Güncelleme Tarihi:
Yüzyıllardır insanlık tarihinde var olan sütanne kavramı, anne sütünün değer ve faydalarının netleşmesi ile başta Amerika olmak üzere birçok ülkede yeniden konuşulur ve tartışılır oldu. Çocuklar için yarar ve zararları tartışma yaratan, iki tarafın da kendince haklı olduğu sütanne ve çocuk ilişkisinin, psikolojik etkilerini de anlamak oldukça önemli.
Bebeğini emzirmek, anne ile bebek arasındaki özel bağın oluşumunu sağlayan en temel paylaşımlardan biridir. Bebek, açlığını gideren ve onu rahatlatan kişiye bağlanır ve bu ilişki sayesinde dünyada güvende hisseder. Bebeğin anne ile yaşayacağı güvene dayalı sağlıklı bir bağlanma, onun ilerleyen yaşlarda kuracağı ilişkilerini olumlu etkiler. Annesine güvenebilen ve acıktığında bu ihtiyacının giderileceğinden emin olan bebek, huzurlu ve sağlıklı büyür.
Emzirme süreci kadar emzirme tarzı da bebeğin edindiği güven duygusunda etkili olan bir unsurdur. Annenin kucağına alışına, bakışına, kokusuna, emzirirken yaptığı hareketlere, duruşuna ve emzirme sonlandığında kucağından bırakış biçimine alışan bebek, bir sütanne tarafından beslendiğinde yaşayacağı farklılıklara şaşırır. Belki annesinden daha çabuk kucağından indirilecek ve bu bebekte bir terk edilmişlik ya da panik duygusunun oluşmasına sebep olacaktır.

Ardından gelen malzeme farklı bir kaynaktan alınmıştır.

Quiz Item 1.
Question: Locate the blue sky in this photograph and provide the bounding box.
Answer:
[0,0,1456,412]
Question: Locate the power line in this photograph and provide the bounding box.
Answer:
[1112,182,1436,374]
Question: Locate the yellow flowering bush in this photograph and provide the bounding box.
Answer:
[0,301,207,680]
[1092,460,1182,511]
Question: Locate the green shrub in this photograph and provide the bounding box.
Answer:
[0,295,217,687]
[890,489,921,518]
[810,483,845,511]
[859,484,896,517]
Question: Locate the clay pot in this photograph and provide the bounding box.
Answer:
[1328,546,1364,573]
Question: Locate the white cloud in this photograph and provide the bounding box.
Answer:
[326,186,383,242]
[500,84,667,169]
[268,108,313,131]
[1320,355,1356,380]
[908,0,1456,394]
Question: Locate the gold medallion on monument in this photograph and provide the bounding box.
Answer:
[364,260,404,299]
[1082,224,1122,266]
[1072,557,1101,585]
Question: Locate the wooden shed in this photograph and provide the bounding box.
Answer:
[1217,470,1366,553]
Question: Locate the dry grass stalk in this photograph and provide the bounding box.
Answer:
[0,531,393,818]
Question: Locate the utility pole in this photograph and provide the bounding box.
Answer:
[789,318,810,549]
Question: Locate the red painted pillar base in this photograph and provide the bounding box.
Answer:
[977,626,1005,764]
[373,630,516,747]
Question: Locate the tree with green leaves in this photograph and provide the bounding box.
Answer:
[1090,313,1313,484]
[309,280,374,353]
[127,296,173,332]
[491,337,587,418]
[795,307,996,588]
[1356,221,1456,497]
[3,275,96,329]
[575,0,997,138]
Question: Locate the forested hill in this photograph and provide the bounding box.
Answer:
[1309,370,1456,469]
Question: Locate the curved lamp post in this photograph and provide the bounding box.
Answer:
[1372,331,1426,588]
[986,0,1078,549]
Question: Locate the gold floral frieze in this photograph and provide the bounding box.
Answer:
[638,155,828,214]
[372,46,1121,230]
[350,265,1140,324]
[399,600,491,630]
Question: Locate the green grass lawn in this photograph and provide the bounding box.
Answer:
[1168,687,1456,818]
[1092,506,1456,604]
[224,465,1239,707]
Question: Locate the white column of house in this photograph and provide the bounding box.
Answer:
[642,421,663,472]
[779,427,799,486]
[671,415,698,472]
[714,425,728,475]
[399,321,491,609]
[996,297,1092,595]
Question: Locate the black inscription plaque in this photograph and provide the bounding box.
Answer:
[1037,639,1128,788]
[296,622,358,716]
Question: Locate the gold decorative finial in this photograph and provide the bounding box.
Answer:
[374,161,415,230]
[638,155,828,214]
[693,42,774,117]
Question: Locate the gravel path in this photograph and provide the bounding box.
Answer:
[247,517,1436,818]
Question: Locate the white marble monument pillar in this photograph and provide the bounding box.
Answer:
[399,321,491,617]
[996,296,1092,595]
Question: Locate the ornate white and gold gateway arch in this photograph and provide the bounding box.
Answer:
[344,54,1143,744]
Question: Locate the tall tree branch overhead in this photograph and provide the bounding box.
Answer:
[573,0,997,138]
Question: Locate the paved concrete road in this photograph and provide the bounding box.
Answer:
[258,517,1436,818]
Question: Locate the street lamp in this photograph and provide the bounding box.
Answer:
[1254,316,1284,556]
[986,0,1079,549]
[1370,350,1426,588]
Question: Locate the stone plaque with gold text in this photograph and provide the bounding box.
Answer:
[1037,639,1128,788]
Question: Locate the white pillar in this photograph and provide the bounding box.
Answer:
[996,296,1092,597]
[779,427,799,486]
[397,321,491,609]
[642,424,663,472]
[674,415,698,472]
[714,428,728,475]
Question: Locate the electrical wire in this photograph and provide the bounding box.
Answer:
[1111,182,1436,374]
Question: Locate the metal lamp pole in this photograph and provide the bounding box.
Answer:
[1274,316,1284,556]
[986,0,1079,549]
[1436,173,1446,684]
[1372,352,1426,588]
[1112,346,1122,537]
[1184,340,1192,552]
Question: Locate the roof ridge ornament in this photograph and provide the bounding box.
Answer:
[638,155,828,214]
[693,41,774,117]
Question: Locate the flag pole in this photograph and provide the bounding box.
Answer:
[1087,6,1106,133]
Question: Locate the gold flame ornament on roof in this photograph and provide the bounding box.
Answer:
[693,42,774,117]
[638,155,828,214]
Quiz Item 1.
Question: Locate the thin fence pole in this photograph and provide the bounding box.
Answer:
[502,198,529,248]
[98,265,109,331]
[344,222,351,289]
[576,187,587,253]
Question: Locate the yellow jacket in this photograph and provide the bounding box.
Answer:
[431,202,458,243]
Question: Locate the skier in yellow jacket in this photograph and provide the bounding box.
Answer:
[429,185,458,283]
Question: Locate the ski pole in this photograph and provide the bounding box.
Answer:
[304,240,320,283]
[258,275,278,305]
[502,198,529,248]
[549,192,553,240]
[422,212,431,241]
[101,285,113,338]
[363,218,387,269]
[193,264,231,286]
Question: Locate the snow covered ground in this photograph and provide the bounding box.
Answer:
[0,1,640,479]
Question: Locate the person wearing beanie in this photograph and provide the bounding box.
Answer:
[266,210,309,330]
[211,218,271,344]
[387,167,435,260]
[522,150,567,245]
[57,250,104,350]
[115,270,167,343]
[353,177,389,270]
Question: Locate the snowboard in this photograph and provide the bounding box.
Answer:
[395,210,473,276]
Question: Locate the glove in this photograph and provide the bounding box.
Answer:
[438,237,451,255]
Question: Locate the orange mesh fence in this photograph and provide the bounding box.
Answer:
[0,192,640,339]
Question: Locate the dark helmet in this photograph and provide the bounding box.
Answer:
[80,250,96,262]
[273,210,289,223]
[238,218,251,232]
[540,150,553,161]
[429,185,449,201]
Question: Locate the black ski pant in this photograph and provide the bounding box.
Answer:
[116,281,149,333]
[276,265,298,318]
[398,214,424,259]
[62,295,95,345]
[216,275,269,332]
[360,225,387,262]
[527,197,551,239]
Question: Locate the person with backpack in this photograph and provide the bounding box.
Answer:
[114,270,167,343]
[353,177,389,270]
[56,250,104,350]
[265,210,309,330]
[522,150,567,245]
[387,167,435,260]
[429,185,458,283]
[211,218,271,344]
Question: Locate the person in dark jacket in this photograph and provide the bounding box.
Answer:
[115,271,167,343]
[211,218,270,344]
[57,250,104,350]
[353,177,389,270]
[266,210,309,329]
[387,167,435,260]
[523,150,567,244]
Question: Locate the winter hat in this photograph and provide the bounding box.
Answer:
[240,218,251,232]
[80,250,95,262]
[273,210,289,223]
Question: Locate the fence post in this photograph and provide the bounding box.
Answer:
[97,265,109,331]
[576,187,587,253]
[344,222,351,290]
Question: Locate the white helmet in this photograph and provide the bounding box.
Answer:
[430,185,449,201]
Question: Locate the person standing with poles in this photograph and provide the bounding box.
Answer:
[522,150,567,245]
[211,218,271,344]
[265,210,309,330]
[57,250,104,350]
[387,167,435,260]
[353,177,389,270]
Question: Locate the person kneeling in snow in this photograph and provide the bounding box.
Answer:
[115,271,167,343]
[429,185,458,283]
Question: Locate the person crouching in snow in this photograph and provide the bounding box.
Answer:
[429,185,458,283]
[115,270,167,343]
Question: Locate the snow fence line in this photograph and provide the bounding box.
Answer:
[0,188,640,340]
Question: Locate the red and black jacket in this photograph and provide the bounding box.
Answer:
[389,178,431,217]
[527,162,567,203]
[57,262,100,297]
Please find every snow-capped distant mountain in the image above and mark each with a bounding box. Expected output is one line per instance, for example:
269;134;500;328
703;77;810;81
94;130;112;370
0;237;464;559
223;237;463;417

Sütannenin bebeğe etkileri
Krantz ve Kupper tarafından 1981 yılında yapılan bir araştırmada sütanneden beslenmenin çocuklar üzerindeki fiziksel ve davranışsal etkilerine bakılmıştır. Araştırmadaki bebeklerin hepsi sütanneden ilk beslenme deneyimlerinde “kafası karışmış görünüyor” kelimeleri ile tanımlanan bir tavır sergilemiştir. Aynı zamanda araştırmadaki bebekler sütanneleri reddetme eğilimi göstermiş, sütanne beslerken konuştuğunda emzirmeyi kesmiş ve susana dek beslenmeyi reddetmişlerdir.
Elbette annenin kaybı ya da hastalığı ve anne sütünün alternatiflerine göre daha sağlıklı olması gibi nedenlerden sütanne çözümüne başvurulabilir. Ancak bunun mutlaka bir doktora danışılarak yürütülmesinde fayda vardır. Bebeklerin kaç aylık olduğuna göre değişen sütün içeriği gibi birçok farklı etken, doğru sütanne seçimine yardımcı olacaktır. Emzirme ile geçebilecek hastalıklara karşı bir önlem olarak da sütanne olacak adayın kontrolden geçmesi aynı derecede önemlidir.
Anne açısından sütanneliğin psikolojik etkileri
Emzirme, bebek için olduğu kadar anne psikolojisi için de önemli bir süreçtir. Bebeğine bağlanan anne, onun bir sütanne tarafından beslenmesine karşı tarif edemediği ama kıskançlığa benzeyen duygular yaşayabilir. Aynı zamanda, sütanneler emzirdikleri bebeklere alışmakta zorlanabilir ve alıştıklarında da bırakmakta güçlük çekebilirler.
Sütanne çözümü, birçok açıdan dikkat edilmesi gereken hassas bir dengedir. Özellikle, bunun bebeğin sağlıklı bağlanma hissini engellememesine ve annenin yerinin ayrı olduğuna dikkat edilmesi gerekir. İstisnai durumlar dışında, anne sağlıklı ise bebek için en faydalı olan annesinden süt emzirmesi ve tek bir anne figürü ile sağlıklı bağlanmayı öğrenmesidir.